While it can mean lower costs, the first advantage is its focus on the relationship between patient and provider, with the delivery of a personalized and comprehensive experience preferred by patients.
And by providers: It means care delivered without the intervention of insurance and insurance’s bureaucracy — the “medical industrial complex,” as former American Medical Association president Barbara McAneny called it.
DPC has been catching on, with average annual growth of 36% per year reported as of 2022. There are now more than 2,400 DPC practices nationwide, including many in Wisconsin.
DPC and insurance are complementary: Patients can use insurance for costly procedures outside the scope of routine primary care. For most care, however, no approvals are needed, so care can be obtained faster and at lower cost.
DPC is not meant to replace insurance, and it is not insurance — so it should not be regulated as if it were insurance. Such a regulatory assumption would restrict providers’ flexibility to innovate the model, and it would negate at least some of DPC’s cost and service advantages.
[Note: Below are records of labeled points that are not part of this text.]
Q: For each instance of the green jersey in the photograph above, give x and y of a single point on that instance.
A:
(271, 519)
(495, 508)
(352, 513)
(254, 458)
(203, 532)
DPC legislation in Wisconsin
More than 30 other states have already enacted laws similar to the one now again being considered in Wisconsin. A similar bill was considered in the last session but failed to make it out of the Senate.
There’s good reason to hope it has more success this time around. It is good for consumers to learn that they can sometimes pay cash and sometimes use insurance, and that the two approaches are complementary. While incumbent players in an anticompetitive healthcare system might resist, direct payment will control costs while also empowering patients, physicians and employers that pay for benefits.